たとえば、コロナ禍では「リアル店舗よりもオンラインを利用したい」というお客さまが当社のサイトを数多く訪れるようになりました。その傾向を「特需」と捉える考え方もあると思いますが、私たちは特需だとは考えていません。データを見る限りでは、特需では終わっていません。それまでの地道な取り組みが花開いて、多くの方の継続的な利用につながっています。
コロナ感染拡大で知ったZOZOの存在意義
小売業界では新規集客の獲得も大事ですが、既存顧客を維持するための「リテンション・マーケティング」施策も当然求められます。しかし今のZOZOTOWNは、まず訪問してもらえさえすれば気に入ってもらえる、私たちは十分にその準備ができていたのだと感じています。

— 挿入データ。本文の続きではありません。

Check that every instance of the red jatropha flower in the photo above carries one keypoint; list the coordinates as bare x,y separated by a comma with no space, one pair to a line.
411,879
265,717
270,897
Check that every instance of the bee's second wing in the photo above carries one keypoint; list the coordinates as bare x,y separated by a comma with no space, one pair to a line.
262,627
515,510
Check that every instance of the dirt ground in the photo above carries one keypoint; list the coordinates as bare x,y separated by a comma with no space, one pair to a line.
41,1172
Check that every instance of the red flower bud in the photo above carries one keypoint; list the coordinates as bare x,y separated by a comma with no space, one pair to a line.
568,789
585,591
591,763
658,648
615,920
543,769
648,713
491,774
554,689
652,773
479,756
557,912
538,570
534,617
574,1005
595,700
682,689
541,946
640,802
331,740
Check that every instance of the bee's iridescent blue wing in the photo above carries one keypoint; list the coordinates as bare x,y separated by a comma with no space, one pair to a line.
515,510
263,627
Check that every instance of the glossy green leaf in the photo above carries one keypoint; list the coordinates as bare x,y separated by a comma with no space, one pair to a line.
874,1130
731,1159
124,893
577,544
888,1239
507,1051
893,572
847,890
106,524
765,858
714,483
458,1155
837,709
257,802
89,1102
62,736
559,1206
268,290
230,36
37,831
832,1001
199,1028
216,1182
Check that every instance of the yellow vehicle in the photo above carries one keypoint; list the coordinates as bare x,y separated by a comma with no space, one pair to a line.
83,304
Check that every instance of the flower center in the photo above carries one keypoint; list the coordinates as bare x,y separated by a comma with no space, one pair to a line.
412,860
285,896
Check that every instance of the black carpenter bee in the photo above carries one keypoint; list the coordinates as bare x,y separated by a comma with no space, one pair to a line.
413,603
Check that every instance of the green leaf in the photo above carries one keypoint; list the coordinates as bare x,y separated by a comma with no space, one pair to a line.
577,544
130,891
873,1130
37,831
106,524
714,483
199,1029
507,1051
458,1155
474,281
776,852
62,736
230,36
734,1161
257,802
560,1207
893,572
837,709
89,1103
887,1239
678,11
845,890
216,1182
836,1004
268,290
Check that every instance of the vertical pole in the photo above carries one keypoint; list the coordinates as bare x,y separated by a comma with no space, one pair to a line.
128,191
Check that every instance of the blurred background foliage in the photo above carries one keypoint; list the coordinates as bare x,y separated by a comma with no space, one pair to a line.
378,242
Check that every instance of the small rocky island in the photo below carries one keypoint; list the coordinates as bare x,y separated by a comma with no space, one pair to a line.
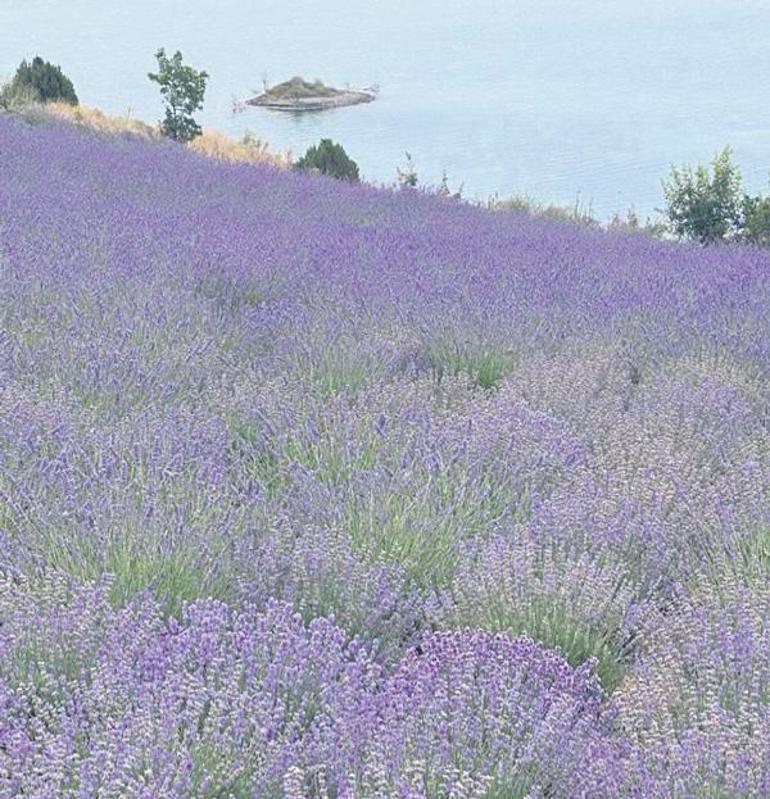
298,94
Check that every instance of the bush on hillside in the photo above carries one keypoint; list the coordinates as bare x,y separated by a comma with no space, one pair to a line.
38,82
329,158
182,89
709,205
705,204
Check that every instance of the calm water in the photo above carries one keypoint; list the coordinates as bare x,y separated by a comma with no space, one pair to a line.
578,98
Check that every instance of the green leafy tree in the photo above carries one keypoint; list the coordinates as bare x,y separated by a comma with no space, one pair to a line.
38,81
182,89
706,204
329,158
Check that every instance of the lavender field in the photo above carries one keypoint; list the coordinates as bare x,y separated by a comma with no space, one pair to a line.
317,491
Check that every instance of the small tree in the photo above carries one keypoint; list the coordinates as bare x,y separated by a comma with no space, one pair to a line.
38,82
705,205
182,88
329,158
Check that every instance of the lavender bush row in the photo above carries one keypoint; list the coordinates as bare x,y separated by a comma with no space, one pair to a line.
513,476
104,702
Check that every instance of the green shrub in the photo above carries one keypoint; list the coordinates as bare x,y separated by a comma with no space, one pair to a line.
37,82
329,158
705,204
182,89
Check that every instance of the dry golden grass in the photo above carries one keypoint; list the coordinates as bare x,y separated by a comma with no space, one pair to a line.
212,143
98,120
218,145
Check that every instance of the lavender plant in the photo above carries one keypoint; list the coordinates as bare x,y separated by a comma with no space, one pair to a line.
316,490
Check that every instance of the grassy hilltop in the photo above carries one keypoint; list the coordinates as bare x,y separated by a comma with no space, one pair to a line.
313,490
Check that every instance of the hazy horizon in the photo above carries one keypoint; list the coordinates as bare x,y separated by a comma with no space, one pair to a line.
537,98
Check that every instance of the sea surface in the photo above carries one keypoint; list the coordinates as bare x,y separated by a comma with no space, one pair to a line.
585,101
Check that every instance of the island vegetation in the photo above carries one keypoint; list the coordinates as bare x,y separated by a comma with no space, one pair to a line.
297,94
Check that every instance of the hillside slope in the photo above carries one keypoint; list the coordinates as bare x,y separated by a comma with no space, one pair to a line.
309,489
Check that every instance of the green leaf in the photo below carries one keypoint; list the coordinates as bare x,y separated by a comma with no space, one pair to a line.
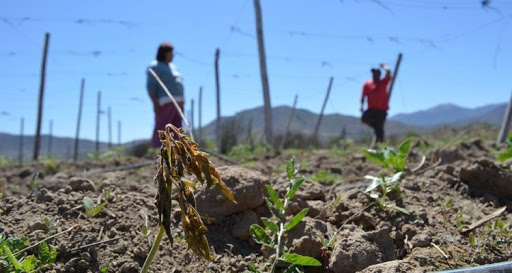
47,222
269,224
292,269
88,204
376,181
376,157
96,209
300,260
253,268
274,198
296,219
399,209
472,239
396,178
290,169
294,188
405,148
47,254
29,263
11,257
259,235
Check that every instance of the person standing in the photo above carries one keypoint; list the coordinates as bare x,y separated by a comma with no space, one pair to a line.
165,110
376,92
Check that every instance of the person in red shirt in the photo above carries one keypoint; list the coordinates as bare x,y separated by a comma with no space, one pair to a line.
376,90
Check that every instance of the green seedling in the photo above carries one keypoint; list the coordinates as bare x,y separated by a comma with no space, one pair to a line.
119,198
503,156
104,268
92,209
32,185
389,158
145,229
14,259
49,165
279,225
385,185
51,225
326,177
445,208
472,239
106,194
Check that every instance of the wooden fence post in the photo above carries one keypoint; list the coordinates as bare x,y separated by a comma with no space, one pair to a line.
50,136
322,111
37,139
77,135
264,77
98,112
395,74
22,125
118,133
200,106
505,124
217,85
109,129
292,114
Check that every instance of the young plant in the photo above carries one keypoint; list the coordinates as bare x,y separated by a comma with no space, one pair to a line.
503,156
385,185
326,177
145,229
280,224
90,208
180,155
14,259
389,158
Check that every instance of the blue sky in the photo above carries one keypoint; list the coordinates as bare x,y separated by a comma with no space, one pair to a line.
454,51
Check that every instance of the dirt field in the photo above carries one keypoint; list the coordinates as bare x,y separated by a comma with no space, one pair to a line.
443,198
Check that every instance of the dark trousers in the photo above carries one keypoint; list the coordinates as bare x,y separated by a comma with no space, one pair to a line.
375,118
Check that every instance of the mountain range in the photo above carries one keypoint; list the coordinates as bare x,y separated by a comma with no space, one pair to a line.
251,122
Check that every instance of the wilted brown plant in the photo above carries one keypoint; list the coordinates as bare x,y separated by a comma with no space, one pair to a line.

どちらにより多く投資をすべきかは迷う部分もありますが、「まずは私たちのサービスを知ってもらう、サイトを訪問してもらうことに集中する」という決断に至りました。今回の状況で考え方がシンプルになり、かじ取りをする上でやるべきことがすごく明確になったことが一番の収穫だと思います。
また、感染が拡大した当初は、リアル店舗休業によって多くのブランド企業の皆さまから「リアル店舗の在庫がさばききれないので、ぜひZOZOTOWNで売ってほしい」という要望がすごく寄せられました。
その時、「より多く顧客を集めて、自社の商品をたくさん売ってほしい」ということが、多くのブランドさまからの共通の要望だということに気づかされました。
そうしたブランドさまからの要望に応え続けるために、細かいことに振り回されず、私たちはとにかくファッション好きのお客さまを集めて、各ブランドさまからお預かりしている商品を購入してもらうことに集中するようにしました。その点で、やるべきことはすごくシンプルなものです。